I am doll parts

Want a break from the latest and greatest? Let me take you to back to a simpler time. Where men were men and lenses were… very small holes in a box. That’s right, pinhole photography! Want to hear about it? I’m sure you really want to, you really want to, you really do.


Behold, the Holga 120 WPC and all it’s plastic glory. I swear my pair of blu-blocker sunglasses weigh more than this camera. Unfortunately, the weight savings are offset by the need carry a tripod in tandem. At a constant f135, you’ll need to lock this thing down even on sunny days. The shutter button is on the front of the camera and it does accept a screw-in remote release cable. Be careful though because the shutter button basically just slides a piece of plastic out of the way, exposing the pinhole. If you don’t push the plunger enough to move that bit all the way, parts of the frame will not be exposed or there will be a thick vignette on one side.


As the small aperture drives longer exposure times, you will need to account for reciprocity failure of whatever film stock is loaded. Basically, reciprocity failure means that as you go into the ‘whole seconds’ range for shutter-speed, you must add incremental time to the metered shutter-speed value in order to expose properly expose the film because SCIENCE!! There are many discussions on this out on the net and many film manufacturers provide charts/guides as to how to factor this in to the exposure time. Chances are there’s a resource out there that can help you calculate the appropriate time for whatever stock you want to shoot.

Word on the street is that Holgas are prone to light leaks due to the plastic bodies and build quality. To get around this ‘feature’, some people tape the bodies. With this thing, I stuck a layer of yarn in the channels on the back and put some opaque tape over the red film advance window. After a shot, just peel the tape back, advance, and lay it back down. So far, there haven’t been any leaks in the rolls that have been run through it. I’m sure at some point the latches that hold the camera back on will break and I’ll end up rubber banding and taping the whole thing though.


The 120 WPC comes with 2 masks. One is 6×12 and one is 6×9. The picture above shows the 6×12 mask.
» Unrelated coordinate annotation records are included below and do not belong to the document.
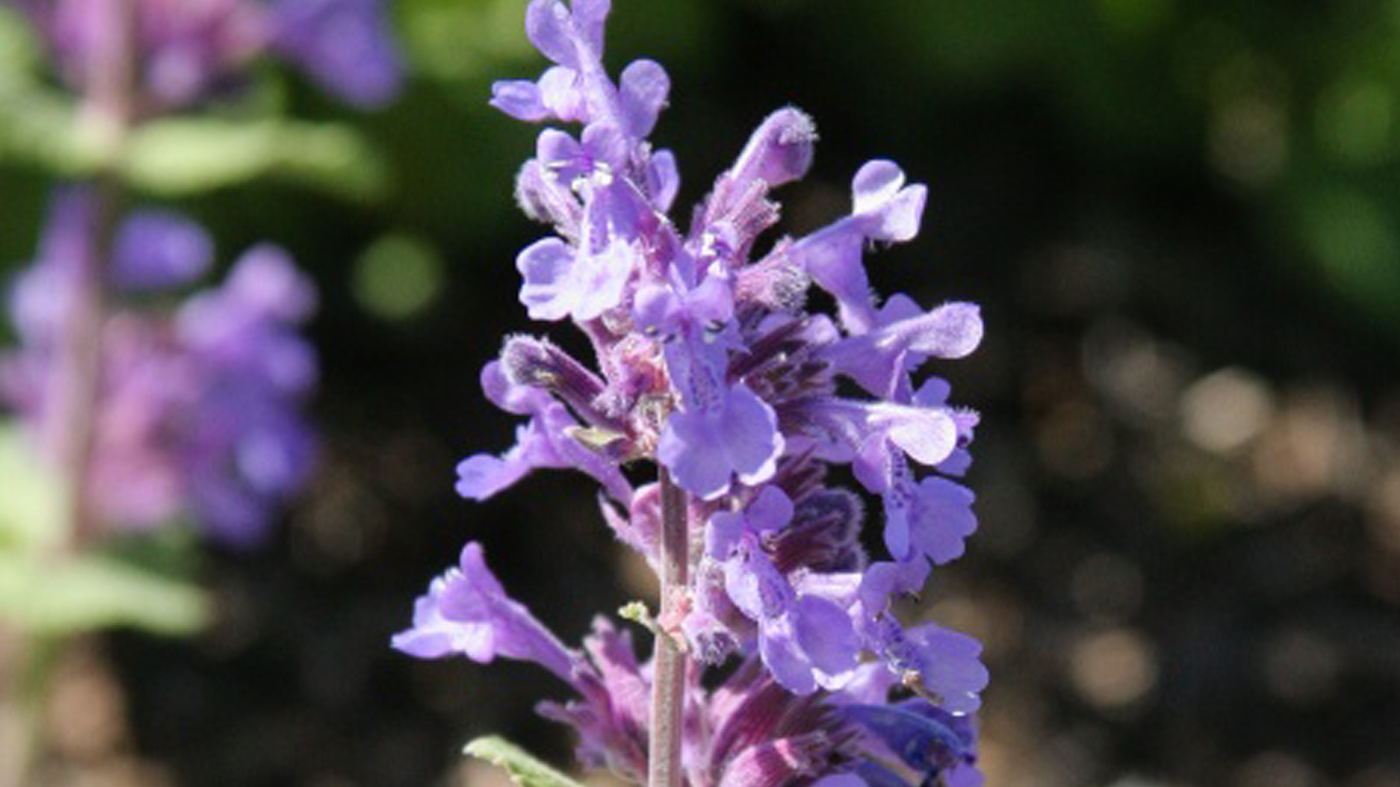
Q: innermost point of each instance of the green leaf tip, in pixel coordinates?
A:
(521, 766)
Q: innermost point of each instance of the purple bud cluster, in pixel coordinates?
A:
(189, 49)
(710, 364)
(199, 402)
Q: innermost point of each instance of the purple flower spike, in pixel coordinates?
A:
(881, 360)
(156, 249)
(710, 364)
(644, 87)
(886, 209)
(559, 284)
(707, 447)
(342, 44)
(468, 612)
(931, 741)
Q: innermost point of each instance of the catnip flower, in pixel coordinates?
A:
(709, 366)
(191, 49)
(199, 402)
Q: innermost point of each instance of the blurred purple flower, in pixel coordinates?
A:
(199, 409)
(189, 49)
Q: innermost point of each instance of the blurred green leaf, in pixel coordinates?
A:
(193, 154)
(31, 509)
(39, 126)
(522, 768)
(62, 595)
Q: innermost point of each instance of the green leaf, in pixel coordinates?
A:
(41, 128)
(59, 595)
(522, 768)
(31, 509)
(182, 156)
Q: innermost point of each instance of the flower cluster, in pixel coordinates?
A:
(199, 402)
(710, 364)
(188, 49)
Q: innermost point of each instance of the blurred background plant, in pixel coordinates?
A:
(147, 412)
(1180, 220)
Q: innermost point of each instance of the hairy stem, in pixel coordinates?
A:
(108, 114)
(669, 664)
(74, 384)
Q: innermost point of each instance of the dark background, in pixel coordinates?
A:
(1182, 220)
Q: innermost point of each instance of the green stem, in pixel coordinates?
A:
(668, 679)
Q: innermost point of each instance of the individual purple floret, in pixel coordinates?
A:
(199, 408)
(709, 366)
(191, 49)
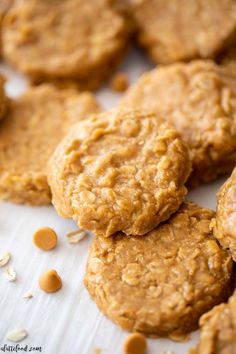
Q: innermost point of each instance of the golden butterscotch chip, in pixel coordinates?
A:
(119, 171)
(218, 329)
(199, 100)
(180, 30)
(135, 344)
(50, 281)
(161, 283)
(45, 238)
(30, 131)
(65, 40)
(120, 82)
(224, 226)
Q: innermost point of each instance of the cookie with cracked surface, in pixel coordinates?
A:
(161, 283)
(30, 131)
(119, 171)
(180, 30)
(199, 100)
(65, 40)
(4, 7)
(218, 329)
(228, 58)
(224, 225)
(3, 99)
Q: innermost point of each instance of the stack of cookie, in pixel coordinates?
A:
(157, 262)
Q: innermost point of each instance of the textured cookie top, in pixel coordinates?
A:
(63, 39)
(3, 99)
(218, 329)
(33, 126)
(199, 100)
(162, 282)
(119, 171)
(175, 30)
(224, 227)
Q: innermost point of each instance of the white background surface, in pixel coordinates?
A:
(67, 322)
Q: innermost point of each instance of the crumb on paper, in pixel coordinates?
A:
(10, 274)
(97, 351)
(4, 259)
(27, 296)
(76, 236)
(119, 82)
(192, 351)
(17, 335)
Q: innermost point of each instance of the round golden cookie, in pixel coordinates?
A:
(71, 39)
(30, 131)
(228, 58)
(119, 171)
(3, 99)
(224, 226)
(199, 100)
(218, 329)
(161, 283)
(180, 30)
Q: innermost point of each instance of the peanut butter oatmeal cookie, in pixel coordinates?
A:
(161, 283)
(199, 100)
(33, 126)
(3, 99)
(65, 40)
(4, 7)
(228, 58)
(224, 226)
(180, 30)
(218, 329)
(119, 171)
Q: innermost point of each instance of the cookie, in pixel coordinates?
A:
(180, 30)
(119, 171)
(3, 99)
(161, 283)
(218, 329)
(4, 7)
(30, 131)
(224, 226)
(228, 58)
(199, 100)
(65, 40)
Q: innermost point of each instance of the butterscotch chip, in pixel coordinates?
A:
(135, 344)
(65, 40)
(224, 226)
(218, 329)
(45, 238)
(33, 126)
(160, 283)
(120, 82)
(199, 100)
(119, 170)
(180, 30)
(50, 281)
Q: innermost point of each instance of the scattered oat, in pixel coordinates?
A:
(135, 343)
(10, 274)
(27, 296)
(119, 82)
(17, 335)
(4, 259)
(50, 281)
(76, 236)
In this format, a roll of 120 film will net 6 shots. At 6×9, a roll of 120 will net 8 shots. Obviously, you cannot switch between them mid-roll. There is a bubble-level on the top and 3 guide lines to aid in framing. They each have pegs at the end and show the field of view that will appear on the film. That’s it. You can line up the left and right edges of the scene, but the top and bottom will always be an educated guess.


Shooting with this thing takes a lot of time, but that’s the point. It’s pretty liberating to shoot with an extremely basic camera. Maybe, someday you will take like I take.

Thanks for reading!

Sample gallery:


2 thoughts on “I am doll parts

  1. Guyon says:

    Good read – I didn’t really know anything about these. The pictures you got are about the same detail I was able to get with a handheld Holga 135. It was fun to shoot with, but the results were far from sharp!


    1. majicaryo says:

      Yeah, but that’s kind of like spraying yourself with a hose and being surprised you got wet. Holgas are not sharp, but have ‘character’. Pinholes are not sharp, but have ‘character’. When shrunk down, the massive 6×12 negs will mask some of that, but the shots still inherently contain the characteristics of a holga and a pinhole.